Canfor Corporation
- Type: Public
- Traded as: TSX: CFP S&P/TSX Composite Component
- Industry: Forest Products
- Founded: Vancouver, British Columbia, Canada
- Founder: John Prentice and Poldi Bentley
- Headquarters: Vancouver, British Columbia, Canada
- Key people: Pat Elliott, CFO, Canfor and Canfor Pulp, and SVP, Sustainability
- Products: Forest products
- Number of employees: 6,331 (2017)
- Website: www.canfor.com

= Canfor =

Canadian integrated forest products company

Canfor Corporation is a Canadian integrated forest products company based in Vancouver, British Columbia.

==History==
The company traces its roots to the late 1930s, when brothers-in-law John G. Prentice and L.L.G. "Poldi" Bentley and their families left their native Austria just before the outbreak of World War II. They settled in Vancouver and established a small mill in 1939 called Pacific Veneer that was the beginning of the more than 75-year-old company. It adopted the name Canadian Forest Products Limited in 1947.

In 2006, the company was subject to a proxy fight between billionaires Jim Pattison and Stephen A. Jarislowsky, who owned 30% and 18% of the firm's shares, respectively. Pattison won and ousted CEO Jim Shepherd over Canfor's poor performance and declining share price, which saw Jim Pattison appointed interim CEO.

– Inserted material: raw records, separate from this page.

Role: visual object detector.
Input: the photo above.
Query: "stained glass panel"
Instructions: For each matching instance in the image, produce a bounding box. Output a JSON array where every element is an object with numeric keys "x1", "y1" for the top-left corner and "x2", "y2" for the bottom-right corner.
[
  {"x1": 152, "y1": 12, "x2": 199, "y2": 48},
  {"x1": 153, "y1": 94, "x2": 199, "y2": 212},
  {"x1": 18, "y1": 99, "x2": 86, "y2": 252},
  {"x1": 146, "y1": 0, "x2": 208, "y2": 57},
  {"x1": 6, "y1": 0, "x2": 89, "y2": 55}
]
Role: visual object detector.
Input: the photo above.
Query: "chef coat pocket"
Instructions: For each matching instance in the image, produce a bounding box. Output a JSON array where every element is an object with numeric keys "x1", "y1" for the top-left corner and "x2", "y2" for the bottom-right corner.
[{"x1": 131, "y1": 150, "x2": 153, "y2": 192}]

Canfor's operating loss for 2024 was $942.2 Million, as indicated by their Q4 2024 Quarterly Results, in addition to an operating loss of $532 Million in 2023.

Canfor's operating loss through Q2, 2025 has culminated to approximately $233.8 million dollars.
The company's share price on August 4th, 2025 sits at a 5 year low.

Poldi Bentley's son Peter Bentley (1930-2021) was the Chairman Emeritus of the Board of Directors. Canfor produces softwood lumber, specialty wood products, and engineered wood products. Canfor also owns a controlling share in Canfor Pulp Limited, which produces northern softwood kraft pulp and kraft paper in BC.

As of 2016, the company has an annual production capability of 5.9 billion board feet of lumber, 1.1 million tonnes of northern softwood market kraft pulp, approximately 220,000 tonnes of BCTMP and 140,000 tonnes of kraft paper.

Operations or offices are located in:

- Camden, SC - yellow light
- Conway, SC - yellow light
- DeRidder, LA - green light
- El Dorado, AR - yellow light
- Elko, BC - bright green light
- Fulton, AL - red light
- Graham, NC - red light
- Grande Prairie, AB - green light
- Hermanville, MS - yellow light
- Jackson, AL - red light
- Moultrie, GA - yellow light
- Myrtle Beach, SC - yellow light
- Prince George, BC - dark red light
- Thomasville, GA - yellow light
- Washington, GA - yellow light
- Wynndel, BC - dark red light

On November 15, 2018 Canfor announced that it had entered into an agreement to acquire a 70% share of the Vida Group, a wood products company based in Sweden. The prior owners of Vida maintain a 30% share and manage day-to-day operations.

Canfor formerly owned the Englewood Railway on Vancouver Island, but sold it to Western Forest Products in 2006.

Canfor has 6,380 employees as of 2016.

Canfor is a member of the Forest Products Association of Canada.